Furthermore, it is assessing how these reforms align with REMA assessment criteria and their interaction with ongoing wholesale market reforms. Two of the CfD reform options included are deemed payments, where generators would be paid on their potential output rather than their actual output, and capacity payments, where generators would be paid on their capacity and would be required to trade power on a merchant basis. DESNZ is also proposing additional reform that could be implemented concurrently with – or as alternatives to – payment structure reforms. For example, under partial CfD payments, only a percentage of an asset’s total capacity would be covered by a CfD for new projects and the rest of the capacity would be required to trade on a merchant basis. In terms of next steps, DESNZ highlights that the subsequent phase of REMA will involve a narrower and more thorough evaluation of the remaining CfD reform options, with the purpose of identifying a preferred option.

Figure 3: Summary of proposals under Challenge 2
Source: DESNZ

Challenge 3: Transitioning away from an unabated gas-based system to a flexible, resilient, decarbonised electricity system

While recognising the need to shift away from the current unabated gas-dominated system to the flexible low carbon system of the future, DESNZ anticipates that a limited amount of new build gas capacity will be needed in the short term to ensure a secure and reliable system, for example to replace existing generation capacity as it expires. While low carbon technologies like power carbon capture usage and storage (CCUS), hydrogen-to-power (H2P) and long-duration electricity storage (LDES) are scaling up, mature gas technologies currently remain the main source of capacity. In addition, views are sought on an optimised Capacity Market (CM) (hence retaining and optimising the CM as the capacity adequacy mechanism for the GB electricity system) with a single auction, where the government proposes the introduction of a minimum procurement target (minima) to support investment of low carbon flexible technologies (Figure 4).

Figure 4: Summary of proposals under Challenge 3
Source: DESNZ
Note: FOAK = First of a Kind

Challenge 4:  Operating and optimising a renewables-based system, cost-effectively

As GB moves towards a low carbon electricity system, power generation is increasingly located farther from areas of demand. This situation often leads to a geographical mismatch between supply and demand (for example, with generation situated in the North of Scotland and demand in the Southeast of England), creating additional strain on network infrastructure and resulting in a greater number of periods of constraint and curtailment. Because of existing policy and market arrangements, developers are not required to adequately factor in location in their decision making. However, consumers ultimately bear the cost of resolving inefficient dispatch outcomes. Thus, DESNZ is investigating further options to improve the effectiveness of locational signals, in particular by seeking views from stakeholders regarding zonal pricing options (Figure 5).

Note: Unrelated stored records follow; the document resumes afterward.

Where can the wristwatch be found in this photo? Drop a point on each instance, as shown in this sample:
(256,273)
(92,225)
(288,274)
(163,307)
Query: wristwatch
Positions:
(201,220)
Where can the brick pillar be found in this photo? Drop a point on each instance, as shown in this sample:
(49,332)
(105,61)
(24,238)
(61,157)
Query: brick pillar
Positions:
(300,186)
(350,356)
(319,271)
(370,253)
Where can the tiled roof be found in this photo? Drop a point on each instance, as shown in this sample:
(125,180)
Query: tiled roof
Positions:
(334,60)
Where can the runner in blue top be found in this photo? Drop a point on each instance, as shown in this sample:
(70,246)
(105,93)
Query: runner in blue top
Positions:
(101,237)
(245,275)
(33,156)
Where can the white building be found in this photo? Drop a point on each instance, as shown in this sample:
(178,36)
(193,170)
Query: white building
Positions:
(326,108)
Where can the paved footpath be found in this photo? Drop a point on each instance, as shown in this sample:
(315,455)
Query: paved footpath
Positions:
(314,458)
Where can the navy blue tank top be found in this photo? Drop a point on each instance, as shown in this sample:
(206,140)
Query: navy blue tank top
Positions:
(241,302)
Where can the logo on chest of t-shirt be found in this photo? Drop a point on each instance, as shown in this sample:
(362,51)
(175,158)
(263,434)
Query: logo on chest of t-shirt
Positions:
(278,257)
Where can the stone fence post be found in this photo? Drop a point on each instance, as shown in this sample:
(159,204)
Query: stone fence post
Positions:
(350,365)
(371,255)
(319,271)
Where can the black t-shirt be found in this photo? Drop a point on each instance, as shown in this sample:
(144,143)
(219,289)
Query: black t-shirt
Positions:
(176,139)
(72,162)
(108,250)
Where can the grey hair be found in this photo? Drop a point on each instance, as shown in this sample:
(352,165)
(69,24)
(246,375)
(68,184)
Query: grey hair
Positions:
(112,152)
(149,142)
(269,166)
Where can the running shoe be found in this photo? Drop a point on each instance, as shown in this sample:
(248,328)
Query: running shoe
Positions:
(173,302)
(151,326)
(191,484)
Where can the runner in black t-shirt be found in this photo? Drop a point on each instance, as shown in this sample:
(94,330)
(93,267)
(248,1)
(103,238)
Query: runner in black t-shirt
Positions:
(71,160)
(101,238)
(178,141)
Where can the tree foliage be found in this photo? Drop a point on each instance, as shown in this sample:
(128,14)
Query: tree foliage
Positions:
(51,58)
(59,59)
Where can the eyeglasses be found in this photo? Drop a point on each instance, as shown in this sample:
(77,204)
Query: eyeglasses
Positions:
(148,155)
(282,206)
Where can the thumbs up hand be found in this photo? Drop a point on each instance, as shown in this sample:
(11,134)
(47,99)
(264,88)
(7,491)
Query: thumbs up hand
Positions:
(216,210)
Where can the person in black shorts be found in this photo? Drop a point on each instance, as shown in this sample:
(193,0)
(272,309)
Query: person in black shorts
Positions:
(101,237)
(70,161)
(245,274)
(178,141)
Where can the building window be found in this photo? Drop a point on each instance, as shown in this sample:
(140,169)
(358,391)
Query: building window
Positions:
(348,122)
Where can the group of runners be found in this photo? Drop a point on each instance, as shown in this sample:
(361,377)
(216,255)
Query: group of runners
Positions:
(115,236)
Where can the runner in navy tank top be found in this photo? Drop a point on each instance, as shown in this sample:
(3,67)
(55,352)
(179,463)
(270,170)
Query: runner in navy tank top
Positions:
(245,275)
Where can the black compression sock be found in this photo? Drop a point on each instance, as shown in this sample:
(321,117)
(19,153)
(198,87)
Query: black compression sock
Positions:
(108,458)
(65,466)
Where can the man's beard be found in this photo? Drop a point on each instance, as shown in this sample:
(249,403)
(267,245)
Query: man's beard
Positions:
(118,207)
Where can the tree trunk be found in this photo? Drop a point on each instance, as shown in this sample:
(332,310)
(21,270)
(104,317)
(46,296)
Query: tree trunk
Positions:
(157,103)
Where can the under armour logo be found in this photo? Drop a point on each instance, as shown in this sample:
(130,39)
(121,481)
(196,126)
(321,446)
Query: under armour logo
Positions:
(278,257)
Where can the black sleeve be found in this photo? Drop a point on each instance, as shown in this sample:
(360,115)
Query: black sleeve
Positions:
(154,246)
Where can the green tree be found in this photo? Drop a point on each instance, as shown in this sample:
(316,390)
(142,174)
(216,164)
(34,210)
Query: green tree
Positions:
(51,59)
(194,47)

Locational signals could encourage power generation and demand, where feasible, to locate in network areas where they can offer most value to the system and operate more efficiently, hence reducing system costs. Thus, the locational value of electricity would be embedded into the wholesale price, reflecting the equilibrium between supply and demand as well as the available network capacity at each specific location. While the first consultation considered two forms of locational pricing, zonal and nodal, only the former is being considered moving forward. DESNZ deems that zonal locational pricing could provide key benefits, such as creating a more efficient system, lowering consumer bills, unlocking the potential to optimise whole-system flexibility and boosting economic growth. However, it also acknowledges risks, including potential increases in the cost of capital, implementation challenges, uncertainty around long-term liquidity, and adaptability.